Revista Femenina

El 25% de las infecciones respiratorias de los niños se puede evitar sólo con el hábito de lavarse las manos

La vuelta a la rutina escolar del niño y el cambio estacional implican en muchas ocasiones que la exposición a los agentes patógenos y la sensibilidad del pequeño aumente.

Las aulas se convierten en lugares de incubación y contagio de diversos tipos de infecciones. Catarros, resfriado común, faringitis u otitis son las patologías víricas más habituales que suelen venir acompañadas de algunos días de fiebre, tos y mocos. En la práctica, algunas medidas de prevención pueden disminuir el riesgo de que el niño enferme.

Desde la unidad de pediatría de los Hospitales Vithas Castellón, Vithas Valencia Consuelo y Vithas Valencia 9 de Octubre, el doctor Javier Miranda, responsable de la unidad, perfila algunas pautas a seguir para reforzar las defensas contra estos gérmenes.

Tal como explica, «en la mayoría de los casos no son patologías que revistan gravedad y, además, estas enfermedades son necesarias para que los niños refuercen su sistema inmunológico.

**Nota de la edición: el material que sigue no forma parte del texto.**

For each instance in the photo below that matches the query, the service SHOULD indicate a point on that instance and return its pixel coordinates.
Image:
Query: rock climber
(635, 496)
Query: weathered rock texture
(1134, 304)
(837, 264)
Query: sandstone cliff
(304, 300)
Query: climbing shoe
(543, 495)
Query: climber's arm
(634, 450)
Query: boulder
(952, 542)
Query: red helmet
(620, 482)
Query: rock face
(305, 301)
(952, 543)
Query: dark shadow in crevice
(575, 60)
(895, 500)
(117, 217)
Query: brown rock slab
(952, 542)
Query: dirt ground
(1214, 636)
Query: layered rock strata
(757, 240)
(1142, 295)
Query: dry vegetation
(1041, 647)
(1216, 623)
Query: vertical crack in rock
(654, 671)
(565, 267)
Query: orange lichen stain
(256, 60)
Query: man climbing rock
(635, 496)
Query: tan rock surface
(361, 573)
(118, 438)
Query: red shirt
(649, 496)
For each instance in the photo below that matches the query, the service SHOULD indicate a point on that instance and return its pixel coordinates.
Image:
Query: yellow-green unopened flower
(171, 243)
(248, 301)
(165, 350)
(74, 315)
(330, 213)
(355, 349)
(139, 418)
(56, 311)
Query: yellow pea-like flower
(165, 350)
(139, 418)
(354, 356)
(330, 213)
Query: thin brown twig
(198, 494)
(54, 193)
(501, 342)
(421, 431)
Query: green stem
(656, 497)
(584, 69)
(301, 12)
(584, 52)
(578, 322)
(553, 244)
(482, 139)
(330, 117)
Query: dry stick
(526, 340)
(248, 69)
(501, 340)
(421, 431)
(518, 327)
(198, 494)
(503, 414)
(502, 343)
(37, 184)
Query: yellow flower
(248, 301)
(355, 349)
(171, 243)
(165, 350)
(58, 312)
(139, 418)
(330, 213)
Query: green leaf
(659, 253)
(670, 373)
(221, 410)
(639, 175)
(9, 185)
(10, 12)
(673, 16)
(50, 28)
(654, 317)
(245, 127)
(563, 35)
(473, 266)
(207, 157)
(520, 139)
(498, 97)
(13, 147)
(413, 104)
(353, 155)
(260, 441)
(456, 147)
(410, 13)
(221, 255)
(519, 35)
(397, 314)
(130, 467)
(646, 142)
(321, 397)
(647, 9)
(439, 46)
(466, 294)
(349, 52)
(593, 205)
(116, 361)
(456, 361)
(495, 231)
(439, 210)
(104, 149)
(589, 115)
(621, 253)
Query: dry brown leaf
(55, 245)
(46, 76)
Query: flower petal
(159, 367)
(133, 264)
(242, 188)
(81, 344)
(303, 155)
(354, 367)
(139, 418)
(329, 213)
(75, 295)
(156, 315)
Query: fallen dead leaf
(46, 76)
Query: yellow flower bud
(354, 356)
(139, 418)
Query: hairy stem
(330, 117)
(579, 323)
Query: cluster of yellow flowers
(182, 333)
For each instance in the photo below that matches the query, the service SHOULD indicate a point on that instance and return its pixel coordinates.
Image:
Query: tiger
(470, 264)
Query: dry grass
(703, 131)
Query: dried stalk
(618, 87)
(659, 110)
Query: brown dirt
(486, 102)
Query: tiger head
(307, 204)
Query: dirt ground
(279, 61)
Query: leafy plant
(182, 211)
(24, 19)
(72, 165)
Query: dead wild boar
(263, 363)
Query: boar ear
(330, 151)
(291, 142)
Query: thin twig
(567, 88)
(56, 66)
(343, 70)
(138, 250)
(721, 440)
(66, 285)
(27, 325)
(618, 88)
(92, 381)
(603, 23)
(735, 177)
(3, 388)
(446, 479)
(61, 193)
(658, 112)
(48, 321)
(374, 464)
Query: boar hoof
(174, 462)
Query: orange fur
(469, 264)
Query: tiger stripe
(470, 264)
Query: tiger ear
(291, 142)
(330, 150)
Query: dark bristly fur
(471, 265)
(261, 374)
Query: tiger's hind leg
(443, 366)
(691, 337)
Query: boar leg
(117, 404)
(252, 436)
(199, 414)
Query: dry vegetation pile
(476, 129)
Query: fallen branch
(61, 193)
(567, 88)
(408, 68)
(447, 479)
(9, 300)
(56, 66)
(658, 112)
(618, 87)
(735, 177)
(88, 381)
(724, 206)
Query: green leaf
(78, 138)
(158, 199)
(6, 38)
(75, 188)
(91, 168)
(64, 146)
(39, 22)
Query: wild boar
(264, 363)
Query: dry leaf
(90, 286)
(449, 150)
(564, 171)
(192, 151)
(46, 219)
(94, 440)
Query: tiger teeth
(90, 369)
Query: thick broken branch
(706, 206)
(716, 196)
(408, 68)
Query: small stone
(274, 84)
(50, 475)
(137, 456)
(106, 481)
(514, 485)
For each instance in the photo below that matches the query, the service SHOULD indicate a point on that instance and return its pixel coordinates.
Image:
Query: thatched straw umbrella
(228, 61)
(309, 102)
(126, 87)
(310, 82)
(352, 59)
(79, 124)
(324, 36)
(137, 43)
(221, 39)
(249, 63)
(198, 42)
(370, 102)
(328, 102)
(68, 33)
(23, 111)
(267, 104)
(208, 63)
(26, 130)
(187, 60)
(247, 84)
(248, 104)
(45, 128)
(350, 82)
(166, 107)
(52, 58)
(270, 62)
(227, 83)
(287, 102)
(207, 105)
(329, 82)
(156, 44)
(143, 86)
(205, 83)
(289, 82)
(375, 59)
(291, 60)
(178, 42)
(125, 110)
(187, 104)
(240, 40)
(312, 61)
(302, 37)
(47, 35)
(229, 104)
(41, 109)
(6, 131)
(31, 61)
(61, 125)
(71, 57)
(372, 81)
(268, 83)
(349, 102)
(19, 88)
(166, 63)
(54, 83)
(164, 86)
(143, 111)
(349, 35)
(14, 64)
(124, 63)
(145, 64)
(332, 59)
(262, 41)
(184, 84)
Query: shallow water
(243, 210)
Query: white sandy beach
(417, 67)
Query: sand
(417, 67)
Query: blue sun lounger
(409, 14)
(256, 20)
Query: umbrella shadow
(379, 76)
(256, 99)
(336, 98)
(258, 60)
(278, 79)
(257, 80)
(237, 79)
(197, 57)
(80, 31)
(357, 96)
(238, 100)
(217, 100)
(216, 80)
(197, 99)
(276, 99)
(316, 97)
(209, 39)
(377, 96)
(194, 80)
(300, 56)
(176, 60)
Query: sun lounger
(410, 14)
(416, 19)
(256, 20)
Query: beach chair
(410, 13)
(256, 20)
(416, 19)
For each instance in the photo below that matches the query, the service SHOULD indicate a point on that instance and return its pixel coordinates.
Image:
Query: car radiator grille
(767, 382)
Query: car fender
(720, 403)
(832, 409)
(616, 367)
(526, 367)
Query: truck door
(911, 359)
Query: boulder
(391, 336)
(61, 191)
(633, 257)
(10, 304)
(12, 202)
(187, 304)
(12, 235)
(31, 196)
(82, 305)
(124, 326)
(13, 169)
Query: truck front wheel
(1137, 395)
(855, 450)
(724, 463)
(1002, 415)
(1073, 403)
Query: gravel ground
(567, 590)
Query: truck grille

Uno de los errores más habituales es pensar que las infecciones más comunes, de tipo vírico, se curan con antibióticos, pero estos no son efectivos para curar los virus. Además, pueden perjudicar la evolución del proceso y sobre todo generar resistencias bacterianas».

Lo que hay que tener en cuenta es que la mayor parte de las infecciones se transmiten a través de las manos y de las microgotas de saliva que expulsamos al hablar. Por esta razón, el responsable de la unidad hace especial hincapié «en que la medida más efectiva de prevención es concienciar a los niños sobre la importancia de la higiene y la limpieza de sus manos ya que el lavado con jabón interrumpe el ciclo de contaminación». Según la Organización Mundial de la Salud (OMS), el 25% de las infecciones respiratorias se puede evitar sólo con el hábito de lavarse las manos.

«Los padres y educadores lo que deben hacer principalmente es mantener bien hidratados a los niños, ventilar los espacios, evitar en lo posible los cambios bruscos de temperatura y las corrientes de aire, no abrigarlos en exceso y cumplir a rajatabla las horas de descanso de los niños», afirma Miranda ya que hasta los 12 años se recomienda que el niño duerma de 9 a 13 horas diarias para el óptimo funcionamiento del cerebro y del cuerpo.

Además, es adecuado que los niños practiquen algún tipo de deporte «ya que mejorará su estado anímico y, cómo no, reforzar sus defensas con una alimentación equilibrada rica en frutas y verduras como brócoli o espinacas que les aporten las vitaminas y los minerales suficientes y alimentos ricos en zinc que refuercen su sistema inmune», concluye el doctor Miranda.